Theodore sometimes wonders how it is he's able to be so very comfortable with such a consistently strange life going by around him. Perhaps it's the consistency of the oddities that makes them so easily tolerable, and even pleasant. He looks forward to the surprises that seem to find him, no matter how small. But then, surprises seem to follow Luna wherever she goes, making themselves known where you least expect them. He prefers routine, generally, but even the strangeness has become routine, the coloured tape on the doorframe (marking what?) and the stacks of journals with blank pages.
He's likely to find glossy snips and pieces of ribbon in his pants pockets. Left there, perhaps, so he won't forget her? So he'll look at them just as he's getting on the train to Leave and think
Oh yes. There's a girl at home waiting for me, isn't there?
and turn right around and come back, so she won't be without him.
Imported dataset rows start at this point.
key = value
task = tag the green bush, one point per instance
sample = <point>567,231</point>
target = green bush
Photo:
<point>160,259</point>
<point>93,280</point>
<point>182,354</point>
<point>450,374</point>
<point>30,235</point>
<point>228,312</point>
Or at least, this is what she says they're for, when he asks after having finally amassed a collection so large it cannot be contained in the little drawer in his desk.
Or notes. Theodore has a shoebox filled with them, sweet nothings put on paper that he looks forward to finding even if he'll never admit it. Stanza's from her favourite poems, quotes, lines from books she loves—each one boils down to the same thing. A hundred I love you's in a shoebox under the bed, that she can't ever know about.
Sometimes he writes notes back, but somehow they always end up in the trash. Crumpled and discarded. All he can think is, why write it down in cryptic ways when he can tell her? Over tea, or in the pauses of conversations. Just slip it in as though it were meant to be there. Whispered quietly in the dark where it's a secret just between the two of them. Where she can whisper it back and even if nothing else is good and true, they at least have that to hold on to.